Once mil doscientos sesenta y cinco. Aunque esos dos potreros no se parecen en casi nada, hay un momento de la historia en el que se parecen en casi todo. Un flaquito la pisa, la pisa, la pisa y gambetea. Cuida la pelota como la cuidan quienes no tienen otra cosa más que defender que una pasión. Lleva ese pedazo de cuero pegado al pie como si de una extremidad más se tratara. De tanto darle, la gasta. Aunque La Louviére y Don Torcuato no se parecen en nada, hay un instante bendito donde no existe el tiempo ni acá, ni allá, ni en ningún lado. Porque como Juan Román Riquelme se hizo grande en los diez metros que separaban al fondo de su casa del barrio San Jorge de una canchita de polvo, Eden Hazard lo imitó en los apenas tres que había que caminar desde su pórtico al campito que lo forjó en Provincia de Henao. ¿Qué otra cosa puede ser mejor que bajar de la cama cada día para jugar al fútbol?

Hazard es un gambeteador exquisito, una estrella fulgurante, una realidad desde hace mucho tiempo, el anhelo histórico del Real Madrid, el más desequilibrante de la Premier League, el estandarte de Bélgica y varias cosas más. Además de eso es dos cosas concretas: es el mejor jugador de la Copa del Mundo 2018 y es el más riquelmista de los que vinieron a Rusia. El viral de las redes sociales es testigo de esas noches en las que el belga tuiteaba que se quedaba a ver a Román en la final de la Copa Libertadores. Acaso el más memorable de sus mensajes sea el que el astro del Chelsea escribió el 25 de enero del 2015, el día en el que el Último Diez anunció su retiro ante una cámara de televisión desde Torcuato: “Juan Román Riquelme, gracias por todo”. Eden es de Román en el carnet, pero también en la cancha. Ese amague a jugar con quien le pasa por afuera, sólo como distracción para abrir la derecha hacia adentro, puntear el balón y abrazar el cambio de frente a borde interno preciso, ya lo vimos muchas veces desde el palco de prensa de La Bombonera. Por otra parte, JR dice que el belga es el más parecido a Pablo Aimar. Nunca hablaron, pero se adoran.

Carine y Thierry, padres de Eden, fueron la inspiración del jovencito belga, que a los 14 años los dejó para sumarse a la academia del Lille francés. Ella era delantera en la Primera División de Bélgica y él se desempeñó en equipos de la segunda división de su país. Ana y Piturro, los de Román, lo alentaron desde que empezó en La Carpita y lo acompañaron al Semillero del Mundo, Argentinos Juniors. Los cuatro, los belgas y los argentinos, lucharon contra la misma reacción cuando los reclutadores de los clubes venían a ver a los talentosos pichones de cracks. El de La Louviére no se animaba a decir su nombre. El de Don Torcuato se escondía en los pasillos del barrio porque no quería que lo vieran. Con la pelota, claro, hablaban hasta por los codos.

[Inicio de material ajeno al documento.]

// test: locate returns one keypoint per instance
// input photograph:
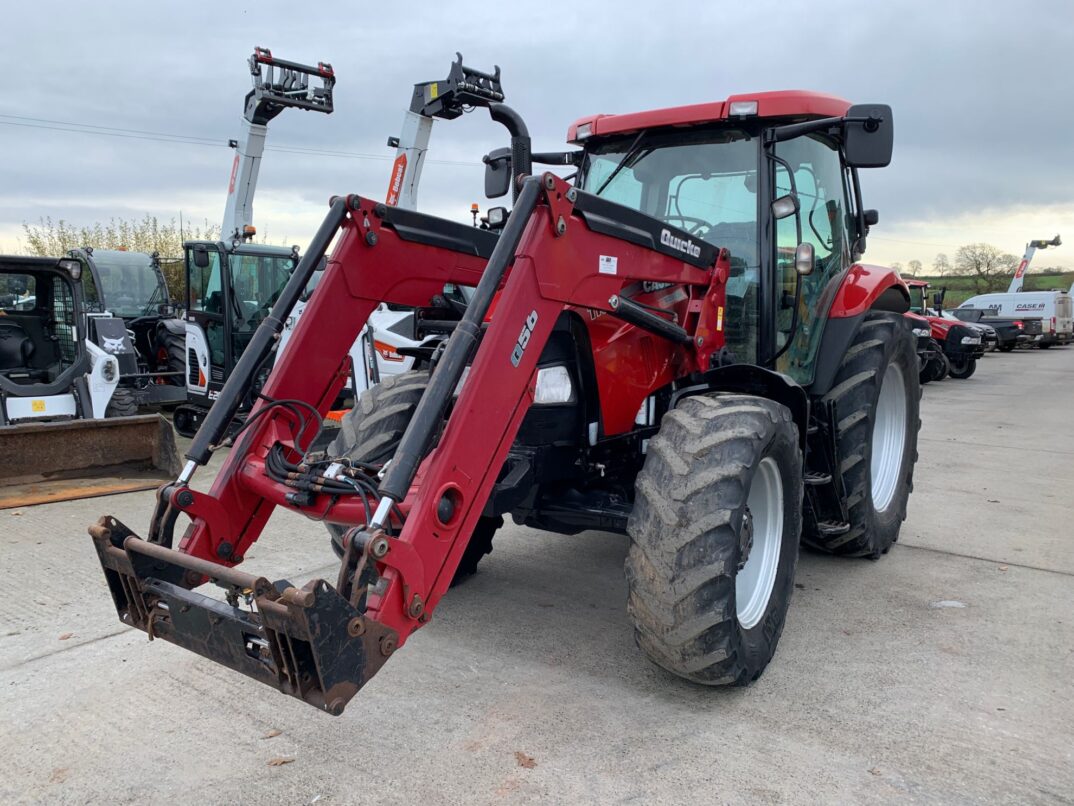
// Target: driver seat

El Hazard de esta tarde de San Petersburgo ante Francia fue el Román de Japón en el 2001, cuando Boca perdió con el Bayern. Incluso ante una actuación estelar en la que nunca pudieron quitarle el balón de su botín derecho, quedó la sensación de que si hubiera recibido alguna ayuda por parte de los ausentes De Bruyne y Lukaku, Bélgica estaría camino de la definición de Moscú. Aún así, Eden replicó a aquel Riquelme: sólo pudieron pararlo a patadas. Algunas, como aquellas de Tokyo, omitidas descaradamente por el árbitro del partido. La conclusión de la noche es que, más allá de las virtudes obvias de Francia, el nivel del astro del Chelsea pedía otro capítulo final.

Ahora vendrán el mercado y sus obviedades y el Real Madrid y el Barcelona pelearán por la figura de la Copa. Pero cuidado, mientras las tapas de los medios españoles anuncien la contienda, habrá algunos pibes que, como otro pibe europeo, se inspirarán vía satelite gracias a un crack genuino pero lejano. Y como el fútbol es un círculo tan increíble como la vida, en unos años, tal vez y con un poco de suerte, algún flaquito de algún potrero dirá que se puso a jugar a la pelota gracias a un belga llamado Eden, que a su vez se puso a jugar a la pelota gracias a un argentino llamado Juan Román. Y con la certeza de que el deporte más hermoso de todas las épocas no conoce de distancia, aquellos dos potreros volverán a conectarse en una pisada, como si en el medio no hubiera un sinfín eterno de kilómetros. Exactamente once mil doscientos sesenta y cinco.